Durch den Radfahrerstreifen an der Adickes- und Nibelungenallee fühlte sich der erfahrene Linienbusfahrer in Sicherheit. Weil er deutlich links neben der weißen Markierung zum Überholen der Radfahrerin ansetzte, dachte er sich nichts Böses. Irgendetwas aber muss das Mädchen dann doch irritiert haben. War es der plötzlich hinter ihr auftauchende Bus – ein „großes Ungetüm“, wie es die Amtsrichterin formulierte – oder erschreckte sie aus anderem Grund. Jedenfalls fiel die 14-Jährige zu Boden und wurde von dem Bus praktisch noch ein Stück überrollt. Besonders der linke Unterschenkel wurde schwer geschädigt. Das Mädchen musste längere Zeit stationär in die Klinik und wurde dort innerhalb der nächsten Monate vier Mal operiert – zwischendurch waren Komplikationen aufgetreten, es bestand auch das Risiko einer Beinamputation.

Alles in allem machte die Zeugin gestern aber einen recht guten und gefassten Eindruck – auch wenn sie der schwere Unfall ein ganzes Schuljahr gekostet hat.

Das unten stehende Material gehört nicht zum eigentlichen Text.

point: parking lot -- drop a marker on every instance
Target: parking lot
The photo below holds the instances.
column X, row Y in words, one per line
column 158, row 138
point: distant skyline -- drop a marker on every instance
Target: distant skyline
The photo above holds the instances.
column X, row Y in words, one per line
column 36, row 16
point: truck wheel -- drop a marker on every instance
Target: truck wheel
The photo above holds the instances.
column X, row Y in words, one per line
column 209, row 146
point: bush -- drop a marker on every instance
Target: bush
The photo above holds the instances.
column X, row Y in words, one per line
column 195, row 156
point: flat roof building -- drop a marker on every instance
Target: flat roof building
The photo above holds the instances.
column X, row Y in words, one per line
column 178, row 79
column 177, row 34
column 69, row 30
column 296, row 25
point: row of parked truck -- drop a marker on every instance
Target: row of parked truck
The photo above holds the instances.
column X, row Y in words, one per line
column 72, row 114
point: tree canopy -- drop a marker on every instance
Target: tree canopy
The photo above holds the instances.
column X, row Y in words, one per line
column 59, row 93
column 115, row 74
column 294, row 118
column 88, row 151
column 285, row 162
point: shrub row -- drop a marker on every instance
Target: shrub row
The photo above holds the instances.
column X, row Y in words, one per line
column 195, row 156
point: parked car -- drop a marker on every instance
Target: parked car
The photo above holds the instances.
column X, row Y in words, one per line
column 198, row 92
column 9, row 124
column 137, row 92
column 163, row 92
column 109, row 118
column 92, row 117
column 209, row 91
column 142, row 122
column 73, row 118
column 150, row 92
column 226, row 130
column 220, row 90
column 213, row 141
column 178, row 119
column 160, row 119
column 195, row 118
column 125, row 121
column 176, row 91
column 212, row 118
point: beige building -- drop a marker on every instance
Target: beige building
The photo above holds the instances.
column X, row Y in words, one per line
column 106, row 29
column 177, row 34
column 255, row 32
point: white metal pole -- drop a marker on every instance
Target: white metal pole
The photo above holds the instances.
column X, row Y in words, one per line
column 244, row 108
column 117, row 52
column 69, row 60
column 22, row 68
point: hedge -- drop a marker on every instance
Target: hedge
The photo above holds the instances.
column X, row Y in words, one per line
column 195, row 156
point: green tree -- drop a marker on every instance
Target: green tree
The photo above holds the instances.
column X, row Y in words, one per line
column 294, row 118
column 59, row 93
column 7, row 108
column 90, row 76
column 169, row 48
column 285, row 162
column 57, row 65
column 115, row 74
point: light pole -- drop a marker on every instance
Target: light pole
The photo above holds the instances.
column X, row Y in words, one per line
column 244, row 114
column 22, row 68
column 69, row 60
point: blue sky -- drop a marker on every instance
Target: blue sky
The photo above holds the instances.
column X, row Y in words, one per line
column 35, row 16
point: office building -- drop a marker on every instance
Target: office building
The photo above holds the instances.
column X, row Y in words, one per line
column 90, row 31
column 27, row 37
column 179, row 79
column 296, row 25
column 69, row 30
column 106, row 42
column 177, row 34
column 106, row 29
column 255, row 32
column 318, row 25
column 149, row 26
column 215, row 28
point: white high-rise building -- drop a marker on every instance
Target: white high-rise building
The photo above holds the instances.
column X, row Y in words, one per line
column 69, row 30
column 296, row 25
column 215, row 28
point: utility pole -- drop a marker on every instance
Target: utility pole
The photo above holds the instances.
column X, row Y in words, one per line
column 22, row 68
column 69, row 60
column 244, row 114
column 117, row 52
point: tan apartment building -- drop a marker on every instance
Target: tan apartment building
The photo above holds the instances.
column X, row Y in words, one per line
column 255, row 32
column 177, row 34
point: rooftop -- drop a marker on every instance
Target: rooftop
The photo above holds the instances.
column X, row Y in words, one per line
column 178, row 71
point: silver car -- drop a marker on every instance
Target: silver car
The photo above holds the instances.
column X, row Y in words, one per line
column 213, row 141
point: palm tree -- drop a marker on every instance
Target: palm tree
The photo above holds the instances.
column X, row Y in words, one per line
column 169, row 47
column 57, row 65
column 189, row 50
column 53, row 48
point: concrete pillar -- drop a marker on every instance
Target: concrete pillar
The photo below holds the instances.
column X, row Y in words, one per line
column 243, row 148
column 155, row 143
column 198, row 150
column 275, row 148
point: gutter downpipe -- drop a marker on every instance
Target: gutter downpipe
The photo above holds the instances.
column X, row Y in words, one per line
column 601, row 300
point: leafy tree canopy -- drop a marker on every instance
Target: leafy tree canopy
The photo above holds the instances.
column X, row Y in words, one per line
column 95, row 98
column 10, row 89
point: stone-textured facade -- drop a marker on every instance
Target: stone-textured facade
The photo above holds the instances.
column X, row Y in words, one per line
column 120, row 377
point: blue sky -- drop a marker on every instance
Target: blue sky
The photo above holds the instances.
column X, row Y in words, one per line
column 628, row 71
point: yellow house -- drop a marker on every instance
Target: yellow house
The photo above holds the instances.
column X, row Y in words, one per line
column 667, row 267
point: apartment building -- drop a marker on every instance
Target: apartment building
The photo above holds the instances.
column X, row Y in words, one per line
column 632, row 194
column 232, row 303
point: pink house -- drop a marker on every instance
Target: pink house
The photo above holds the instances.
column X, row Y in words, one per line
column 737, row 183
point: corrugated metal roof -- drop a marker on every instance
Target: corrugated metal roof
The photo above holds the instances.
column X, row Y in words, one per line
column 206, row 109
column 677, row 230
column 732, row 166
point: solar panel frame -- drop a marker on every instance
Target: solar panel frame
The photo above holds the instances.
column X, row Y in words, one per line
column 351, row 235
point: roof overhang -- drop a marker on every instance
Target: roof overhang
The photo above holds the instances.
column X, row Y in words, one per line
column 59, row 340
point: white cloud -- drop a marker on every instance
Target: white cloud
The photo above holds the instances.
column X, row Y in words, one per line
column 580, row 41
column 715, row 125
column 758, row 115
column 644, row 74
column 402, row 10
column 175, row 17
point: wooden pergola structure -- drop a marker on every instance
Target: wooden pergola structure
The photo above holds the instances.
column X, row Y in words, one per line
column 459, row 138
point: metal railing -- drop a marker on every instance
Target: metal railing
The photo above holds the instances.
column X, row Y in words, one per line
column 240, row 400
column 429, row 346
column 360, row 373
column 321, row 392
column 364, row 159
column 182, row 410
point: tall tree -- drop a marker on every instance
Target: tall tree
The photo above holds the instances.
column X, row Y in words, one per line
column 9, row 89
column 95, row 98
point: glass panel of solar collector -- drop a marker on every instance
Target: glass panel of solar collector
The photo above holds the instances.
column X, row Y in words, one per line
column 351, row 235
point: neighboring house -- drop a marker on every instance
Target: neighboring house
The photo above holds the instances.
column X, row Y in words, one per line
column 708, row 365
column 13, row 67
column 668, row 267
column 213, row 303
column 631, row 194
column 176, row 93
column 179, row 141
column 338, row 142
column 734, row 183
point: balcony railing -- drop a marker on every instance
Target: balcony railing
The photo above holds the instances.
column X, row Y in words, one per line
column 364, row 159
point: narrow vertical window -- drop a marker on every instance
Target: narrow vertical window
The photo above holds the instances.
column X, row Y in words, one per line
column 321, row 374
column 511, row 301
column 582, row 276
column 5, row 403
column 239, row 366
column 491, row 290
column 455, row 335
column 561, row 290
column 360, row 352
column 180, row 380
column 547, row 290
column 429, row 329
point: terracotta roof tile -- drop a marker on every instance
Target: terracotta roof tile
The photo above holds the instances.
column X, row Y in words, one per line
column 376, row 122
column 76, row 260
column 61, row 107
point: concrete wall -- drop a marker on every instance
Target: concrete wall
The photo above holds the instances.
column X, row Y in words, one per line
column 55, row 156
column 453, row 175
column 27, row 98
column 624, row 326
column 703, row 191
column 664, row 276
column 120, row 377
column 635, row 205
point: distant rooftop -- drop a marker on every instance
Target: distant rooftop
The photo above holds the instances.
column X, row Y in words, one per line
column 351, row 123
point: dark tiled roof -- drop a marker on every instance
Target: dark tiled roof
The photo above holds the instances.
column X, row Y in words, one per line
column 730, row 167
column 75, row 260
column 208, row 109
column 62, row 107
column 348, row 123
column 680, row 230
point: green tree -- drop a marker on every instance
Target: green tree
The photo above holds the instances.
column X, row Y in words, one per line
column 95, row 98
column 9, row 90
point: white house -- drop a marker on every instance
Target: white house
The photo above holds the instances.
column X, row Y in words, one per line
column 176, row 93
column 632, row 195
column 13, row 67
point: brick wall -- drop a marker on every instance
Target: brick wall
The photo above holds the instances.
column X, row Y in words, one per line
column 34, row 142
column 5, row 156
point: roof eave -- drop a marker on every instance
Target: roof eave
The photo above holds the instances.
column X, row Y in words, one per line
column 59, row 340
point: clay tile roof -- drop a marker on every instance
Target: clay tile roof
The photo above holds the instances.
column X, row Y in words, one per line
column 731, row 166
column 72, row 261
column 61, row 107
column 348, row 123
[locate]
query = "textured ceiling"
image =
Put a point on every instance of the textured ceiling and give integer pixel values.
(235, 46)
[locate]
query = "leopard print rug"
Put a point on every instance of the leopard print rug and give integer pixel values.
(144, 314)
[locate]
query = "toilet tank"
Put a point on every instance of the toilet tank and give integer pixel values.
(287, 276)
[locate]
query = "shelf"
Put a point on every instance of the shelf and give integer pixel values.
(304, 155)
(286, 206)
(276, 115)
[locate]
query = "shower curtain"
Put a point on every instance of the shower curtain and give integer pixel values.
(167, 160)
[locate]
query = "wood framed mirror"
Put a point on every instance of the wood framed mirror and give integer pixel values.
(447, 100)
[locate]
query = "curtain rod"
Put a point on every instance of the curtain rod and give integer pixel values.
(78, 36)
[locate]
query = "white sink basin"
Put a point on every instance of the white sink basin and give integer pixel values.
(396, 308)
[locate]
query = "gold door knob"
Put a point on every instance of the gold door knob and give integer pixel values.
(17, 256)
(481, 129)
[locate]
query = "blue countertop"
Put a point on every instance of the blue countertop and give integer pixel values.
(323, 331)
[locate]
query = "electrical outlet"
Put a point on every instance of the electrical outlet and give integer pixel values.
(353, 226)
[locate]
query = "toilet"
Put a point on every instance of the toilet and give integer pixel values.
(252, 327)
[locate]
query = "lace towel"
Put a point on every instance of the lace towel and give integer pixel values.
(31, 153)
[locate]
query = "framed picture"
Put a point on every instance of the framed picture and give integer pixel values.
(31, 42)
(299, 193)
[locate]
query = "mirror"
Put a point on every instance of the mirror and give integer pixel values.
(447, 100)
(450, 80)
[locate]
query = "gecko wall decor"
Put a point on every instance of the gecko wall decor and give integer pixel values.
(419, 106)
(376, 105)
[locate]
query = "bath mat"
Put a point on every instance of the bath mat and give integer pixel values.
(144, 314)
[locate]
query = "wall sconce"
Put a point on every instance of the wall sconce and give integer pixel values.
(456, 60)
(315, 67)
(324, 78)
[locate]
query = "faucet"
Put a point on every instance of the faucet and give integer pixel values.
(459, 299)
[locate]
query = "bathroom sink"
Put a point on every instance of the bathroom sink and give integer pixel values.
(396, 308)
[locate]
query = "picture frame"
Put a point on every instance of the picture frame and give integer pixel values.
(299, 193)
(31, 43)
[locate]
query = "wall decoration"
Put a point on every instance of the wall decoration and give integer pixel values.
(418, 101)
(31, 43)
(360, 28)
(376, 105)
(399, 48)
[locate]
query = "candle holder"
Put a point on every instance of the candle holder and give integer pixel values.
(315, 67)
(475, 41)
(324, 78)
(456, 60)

Dem Busfahrer auf der Anklagebank sah man an, wie sehr ihm der Unfall nahegegangen ist. Über Jahrzehnte bereits mit Bussen und dem städtischen Straßenverkehr vertraut, hatte er sich bislang noch nie etwas zuschulden kommen lassen. Gleichwohl tat er sich schwer, Schuld an dem Missgeschick des Mädchens einzuräumen. Es war der weiße Trennstreifen zwischen der rechten Autofahrspur und dem Fahrradstreifen, der den Gedanken an den gebotenen Sicherheitsabstand wohl in den Hintergrund treten ließ. Eineinhalb bis zwei Meter müsse man je nach Situation rechnen, belehrte ihn die Amtsrichterin, egal ob mit oder ohne Fahrbahnmarkierung. Gerade bei jugendlichen und deshalb im Umgang mit dem Rad noch weniger erfahrenen Verkehrsteilnehmern müssten stets plötzliche Irritationen und Aussetzer einkalkuliert werden.

Staatsanwaltschaft und Gericht waren sich einig darüber, dass die Schuld des Fahrers trotz der schlimmen Folgen eher am unteren Rand der Strafbarkeit anzusiedeln seien. Die Geldstrafe von 3200 Euro (80 Tagessätze) muss der Angeklagte also nicht zahlen, sollte er der Geldauflage von 800 Euro an eine gemeinnützige Einrichtung zum Täter-Opfer-Ausgleich nachkommen.